This book includes 11 chapters that try to answer the questions mentioned above. These chapters cover different perspectives related to the modeling, design, and architectures of using the emerging memory technologies. We expect that this book can serve as a catalyst to accelerate the adoption of such emerging memory technologies for future computer system design from architecture and system design perspectives.

1.2 Preliminary on Emerging Memory Technologies

Many promising emerging memory technology candidates, such as Phase-Change RAM (PCRAM), Spin Torque Transfer Magnetic RAM (STT-RAM), Resistive RAM (ReRAM), and Memristor, have gained substantial attentions and are being actively pursued by industry [1]. In this section we will briefly describe the fundamentals of these promising emerging memory technologies to be surveyed in this paper, namely, the STT-RAM, the PCRAM, the ReRAM, and Memristor.

STT-RAM is a new type of Magnetic RAM (MRAM) [1], which features non-volatility, fast writing/reading speed (<10 ns), high programming endurance (>10\(^{15}\) cycles) and zero standby power [1]. The storage capability or programmability of MRAM arises from magnetic tunneling junction (MTJ), in which a thin tunneling dielectric, e.g., MgO, is sandwiched by two ferromagnetic layers, as shown in Fig. 1.1. One ferromagnetic layer (“pinned layer”) is designed to have its magnetization pinned, while the magnetization of the other layer (“free layer”) can be flipped by a write event. An MTJ has a low (high) resistance if the magnetizations of the free layer and the pinned layer are parallel (anti-parallel). Prototyping STT-RAM chips have been demonstrated recently by various companies and research groups [2, 3]. Commercial MRAM products have been launched by companies like Everspin and NEC.
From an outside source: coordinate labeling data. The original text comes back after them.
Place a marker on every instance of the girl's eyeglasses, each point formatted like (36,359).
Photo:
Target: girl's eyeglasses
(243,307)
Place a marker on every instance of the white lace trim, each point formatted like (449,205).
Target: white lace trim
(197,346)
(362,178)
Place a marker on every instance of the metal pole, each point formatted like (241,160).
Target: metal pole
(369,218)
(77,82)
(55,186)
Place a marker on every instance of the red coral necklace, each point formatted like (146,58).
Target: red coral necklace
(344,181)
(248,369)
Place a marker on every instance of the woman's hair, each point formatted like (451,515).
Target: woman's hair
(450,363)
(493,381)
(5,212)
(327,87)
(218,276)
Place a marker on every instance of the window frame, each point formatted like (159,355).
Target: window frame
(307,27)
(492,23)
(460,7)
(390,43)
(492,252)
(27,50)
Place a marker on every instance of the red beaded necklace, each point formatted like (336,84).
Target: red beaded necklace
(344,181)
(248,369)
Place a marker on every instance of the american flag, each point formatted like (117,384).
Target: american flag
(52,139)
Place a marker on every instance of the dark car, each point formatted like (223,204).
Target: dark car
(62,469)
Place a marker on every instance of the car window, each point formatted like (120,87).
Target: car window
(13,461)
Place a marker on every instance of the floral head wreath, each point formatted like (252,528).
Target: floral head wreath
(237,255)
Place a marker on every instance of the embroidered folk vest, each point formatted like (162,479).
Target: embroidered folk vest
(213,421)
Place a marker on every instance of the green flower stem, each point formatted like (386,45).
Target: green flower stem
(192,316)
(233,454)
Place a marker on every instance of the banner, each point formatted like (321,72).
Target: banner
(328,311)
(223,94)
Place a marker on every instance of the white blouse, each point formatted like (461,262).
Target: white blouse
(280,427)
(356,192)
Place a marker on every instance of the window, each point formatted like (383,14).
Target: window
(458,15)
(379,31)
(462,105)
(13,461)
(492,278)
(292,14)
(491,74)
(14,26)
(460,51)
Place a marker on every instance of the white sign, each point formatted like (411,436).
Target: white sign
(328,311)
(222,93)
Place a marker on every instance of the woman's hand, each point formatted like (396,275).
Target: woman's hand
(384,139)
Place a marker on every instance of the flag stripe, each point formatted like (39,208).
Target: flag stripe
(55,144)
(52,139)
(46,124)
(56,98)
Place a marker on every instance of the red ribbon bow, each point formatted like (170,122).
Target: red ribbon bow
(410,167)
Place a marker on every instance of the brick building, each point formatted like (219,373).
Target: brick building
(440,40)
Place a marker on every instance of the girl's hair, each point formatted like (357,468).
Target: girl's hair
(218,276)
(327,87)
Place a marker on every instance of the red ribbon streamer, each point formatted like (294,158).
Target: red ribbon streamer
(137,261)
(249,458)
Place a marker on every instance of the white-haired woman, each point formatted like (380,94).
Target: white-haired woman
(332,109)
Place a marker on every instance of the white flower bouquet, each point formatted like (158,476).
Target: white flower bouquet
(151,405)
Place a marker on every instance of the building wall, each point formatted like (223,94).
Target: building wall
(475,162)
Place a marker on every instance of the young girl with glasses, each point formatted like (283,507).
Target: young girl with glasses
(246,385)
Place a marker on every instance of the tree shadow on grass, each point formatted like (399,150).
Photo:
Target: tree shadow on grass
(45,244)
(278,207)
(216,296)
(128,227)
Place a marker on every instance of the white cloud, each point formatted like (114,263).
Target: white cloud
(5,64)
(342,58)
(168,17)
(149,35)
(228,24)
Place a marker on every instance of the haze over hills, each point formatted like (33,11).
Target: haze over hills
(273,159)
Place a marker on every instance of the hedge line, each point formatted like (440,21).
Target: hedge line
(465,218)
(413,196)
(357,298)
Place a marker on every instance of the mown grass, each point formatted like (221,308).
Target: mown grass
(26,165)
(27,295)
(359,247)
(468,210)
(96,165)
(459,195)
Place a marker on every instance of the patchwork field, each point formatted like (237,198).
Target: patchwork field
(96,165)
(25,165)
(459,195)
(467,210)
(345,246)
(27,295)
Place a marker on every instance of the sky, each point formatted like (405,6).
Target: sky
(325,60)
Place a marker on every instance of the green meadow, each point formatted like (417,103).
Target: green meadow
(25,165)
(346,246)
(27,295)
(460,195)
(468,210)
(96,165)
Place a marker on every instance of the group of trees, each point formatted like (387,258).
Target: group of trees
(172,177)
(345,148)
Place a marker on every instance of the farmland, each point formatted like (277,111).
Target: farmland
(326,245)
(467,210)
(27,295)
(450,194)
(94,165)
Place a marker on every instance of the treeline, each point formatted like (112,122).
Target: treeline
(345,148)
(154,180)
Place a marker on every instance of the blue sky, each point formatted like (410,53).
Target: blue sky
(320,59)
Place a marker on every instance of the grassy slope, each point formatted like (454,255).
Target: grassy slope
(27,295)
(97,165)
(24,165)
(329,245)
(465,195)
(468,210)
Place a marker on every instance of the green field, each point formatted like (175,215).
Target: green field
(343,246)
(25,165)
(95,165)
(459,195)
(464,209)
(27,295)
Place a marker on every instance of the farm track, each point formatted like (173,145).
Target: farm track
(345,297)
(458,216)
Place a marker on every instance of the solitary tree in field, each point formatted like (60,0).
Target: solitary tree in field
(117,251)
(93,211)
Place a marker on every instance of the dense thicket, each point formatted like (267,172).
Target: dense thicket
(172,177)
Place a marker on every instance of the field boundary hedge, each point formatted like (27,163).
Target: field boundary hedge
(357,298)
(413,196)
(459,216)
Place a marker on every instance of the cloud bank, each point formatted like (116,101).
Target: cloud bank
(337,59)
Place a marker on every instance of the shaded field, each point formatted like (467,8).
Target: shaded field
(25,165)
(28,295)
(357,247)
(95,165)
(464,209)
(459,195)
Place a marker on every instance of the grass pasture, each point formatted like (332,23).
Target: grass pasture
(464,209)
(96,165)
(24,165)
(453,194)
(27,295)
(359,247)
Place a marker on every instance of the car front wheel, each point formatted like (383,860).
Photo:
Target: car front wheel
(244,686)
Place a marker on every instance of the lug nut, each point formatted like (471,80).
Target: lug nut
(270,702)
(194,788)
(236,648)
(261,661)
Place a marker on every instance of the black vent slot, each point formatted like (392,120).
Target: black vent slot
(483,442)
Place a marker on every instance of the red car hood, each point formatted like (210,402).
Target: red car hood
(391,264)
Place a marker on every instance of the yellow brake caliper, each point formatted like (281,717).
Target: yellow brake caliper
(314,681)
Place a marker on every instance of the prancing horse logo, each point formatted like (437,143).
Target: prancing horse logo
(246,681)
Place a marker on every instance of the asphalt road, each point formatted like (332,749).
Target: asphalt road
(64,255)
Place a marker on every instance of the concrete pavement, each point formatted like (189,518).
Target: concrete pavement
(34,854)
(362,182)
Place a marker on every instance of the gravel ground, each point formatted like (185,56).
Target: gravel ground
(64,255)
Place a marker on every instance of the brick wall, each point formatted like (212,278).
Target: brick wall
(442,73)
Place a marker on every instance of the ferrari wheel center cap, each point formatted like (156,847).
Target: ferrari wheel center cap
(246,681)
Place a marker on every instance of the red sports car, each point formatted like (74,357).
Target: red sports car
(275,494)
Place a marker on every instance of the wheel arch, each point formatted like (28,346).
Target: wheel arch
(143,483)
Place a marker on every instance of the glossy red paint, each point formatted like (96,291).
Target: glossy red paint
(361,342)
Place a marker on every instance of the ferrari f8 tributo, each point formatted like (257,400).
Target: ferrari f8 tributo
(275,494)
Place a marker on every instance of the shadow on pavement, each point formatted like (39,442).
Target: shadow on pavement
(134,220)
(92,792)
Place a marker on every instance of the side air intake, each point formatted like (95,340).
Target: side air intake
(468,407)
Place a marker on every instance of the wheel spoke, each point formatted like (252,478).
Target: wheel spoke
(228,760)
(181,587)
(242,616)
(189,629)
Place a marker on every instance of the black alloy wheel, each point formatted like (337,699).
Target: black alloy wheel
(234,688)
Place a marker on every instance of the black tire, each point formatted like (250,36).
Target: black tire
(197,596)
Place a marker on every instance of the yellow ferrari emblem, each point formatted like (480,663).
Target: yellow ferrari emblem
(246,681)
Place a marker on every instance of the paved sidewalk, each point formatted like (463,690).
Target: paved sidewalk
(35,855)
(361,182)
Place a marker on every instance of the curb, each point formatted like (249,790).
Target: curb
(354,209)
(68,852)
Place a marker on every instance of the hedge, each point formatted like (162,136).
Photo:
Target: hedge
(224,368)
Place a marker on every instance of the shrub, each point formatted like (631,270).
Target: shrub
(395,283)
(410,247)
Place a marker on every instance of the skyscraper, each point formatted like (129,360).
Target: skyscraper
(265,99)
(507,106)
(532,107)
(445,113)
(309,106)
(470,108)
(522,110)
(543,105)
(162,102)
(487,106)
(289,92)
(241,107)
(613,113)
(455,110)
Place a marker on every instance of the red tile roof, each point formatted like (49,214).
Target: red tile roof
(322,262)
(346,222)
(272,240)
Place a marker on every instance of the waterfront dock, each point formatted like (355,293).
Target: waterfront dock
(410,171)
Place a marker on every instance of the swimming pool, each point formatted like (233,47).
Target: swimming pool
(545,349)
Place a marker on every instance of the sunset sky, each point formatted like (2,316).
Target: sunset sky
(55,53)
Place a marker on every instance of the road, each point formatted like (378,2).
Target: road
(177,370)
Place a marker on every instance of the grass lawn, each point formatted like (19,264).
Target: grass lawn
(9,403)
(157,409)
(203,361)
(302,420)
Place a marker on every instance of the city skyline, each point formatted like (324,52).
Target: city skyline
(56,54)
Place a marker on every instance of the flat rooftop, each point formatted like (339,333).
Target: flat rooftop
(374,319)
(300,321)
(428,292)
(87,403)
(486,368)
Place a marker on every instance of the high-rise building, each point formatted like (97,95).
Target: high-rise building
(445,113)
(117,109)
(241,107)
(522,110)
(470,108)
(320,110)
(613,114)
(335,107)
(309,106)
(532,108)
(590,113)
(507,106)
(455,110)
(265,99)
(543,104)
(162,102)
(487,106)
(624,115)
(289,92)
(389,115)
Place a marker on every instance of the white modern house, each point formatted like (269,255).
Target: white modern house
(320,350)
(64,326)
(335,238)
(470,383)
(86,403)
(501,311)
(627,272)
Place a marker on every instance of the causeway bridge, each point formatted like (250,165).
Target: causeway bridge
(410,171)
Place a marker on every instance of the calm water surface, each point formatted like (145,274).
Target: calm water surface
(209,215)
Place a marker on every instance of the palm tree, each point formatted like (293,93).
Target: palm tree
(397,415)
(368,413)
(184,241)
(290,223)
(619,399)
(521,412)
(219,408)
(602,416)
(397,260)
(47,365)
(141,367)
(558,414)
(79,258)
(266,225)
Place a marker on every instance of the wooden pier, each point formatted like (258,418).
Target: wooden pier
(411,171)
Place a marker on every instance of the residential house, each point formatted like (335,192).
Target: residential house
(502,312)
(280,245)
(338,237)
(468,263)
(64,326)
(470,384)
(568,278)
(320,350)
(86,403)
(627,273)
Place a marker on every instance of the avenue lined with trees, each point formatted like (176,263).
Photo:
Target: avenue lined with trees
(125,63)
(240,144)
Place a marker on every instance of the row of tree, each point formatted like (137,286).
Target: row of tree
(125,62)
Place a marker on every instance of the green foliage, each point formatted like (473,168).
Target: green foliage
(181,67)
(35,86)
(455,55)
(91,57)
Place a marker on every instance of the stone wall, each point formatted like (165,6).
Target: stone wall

PCRAM technology is based on a chalcogenide alloy (typically, Ge\(_2\)–Sb\(_2\)–Te\(_5\), GST) material) [1, 4]. The data storage capability is achieved from the resistance differences between an amorphous (high-resistance) and a crystalline (low-resistance) phase of the chalcogenide-based material. In SET operation, the phase change material is crystallized by applying an electrical pulse that heats a significant portion of the cell above its crystallization temperature. In RESET operation, a larger electrical current is applied and then abruptly cut off in order to melt and then quench the material, leaving it in the amorphous state. PCRAM has shown to offer compatible integration with CMOS technology, fast speed, high endurance, and inherent scaling of the phase-change process at 22-nm technology node and beyond [5]. Compared to STT-RAM, PCRAM is even denser with an approximate cell area of \(6\sim 12F^{2}\) [1], where F is the feature size. In addition, phase change material has a key advantage of the excellent scalability within current CMOS fabrication methodology, with continuous density improvement. Many PCRAM prototypes have been demonstrated in the past years by companies like Hitachi [6], Samsung [7], STMicroelectronics [8], and Numonyx [9].

Resistive RAM (ReRAM) and Memristor

ReRAM memory stores the data as two (single-level cell, or SLC) or more resistance states (multi-level cell, or MLC) of the resistive switch device (RSD). Resistive switching in transition metal oxides was discovered in thin NiO film decades ago. From then, a large variety of metal-oxide materials have been verified to have resistive switching characteristics, including TiO\(_2\), NiO\(_x\), Cr-doped SrTiO\(_3\), PCMO, CMO [10], etc. Based on the storage mechanisms, ReRAM materials can be cataloged as filament-based, interface-based, programmable-metallization-cell (PMC), etc. Based on the electrical property of resistive switching, RSDs can be divided into two categories: unipolar or bipolar. Programmable-metallization-cell (PMC) [11] is a promising bipolar switching technology. Its switching mechanism can be explained as forming or breaking the small metallic “nanowire” by moving the metal ions between two sold metal electrodes. Filament-based ReRAM is a typical example of unipolar switching [12] that has been widely investigated. The insulating material between two electrodes can be made conducting through a hopping or tunneling conduction path after the application of a sufficiently high voltage. The data storage could be achieved by breaking (RESET) or reconnecting (SET) the conducting path. Such switching mechanism can in fact be explained with the fourth circuit element, the memristor  [1315].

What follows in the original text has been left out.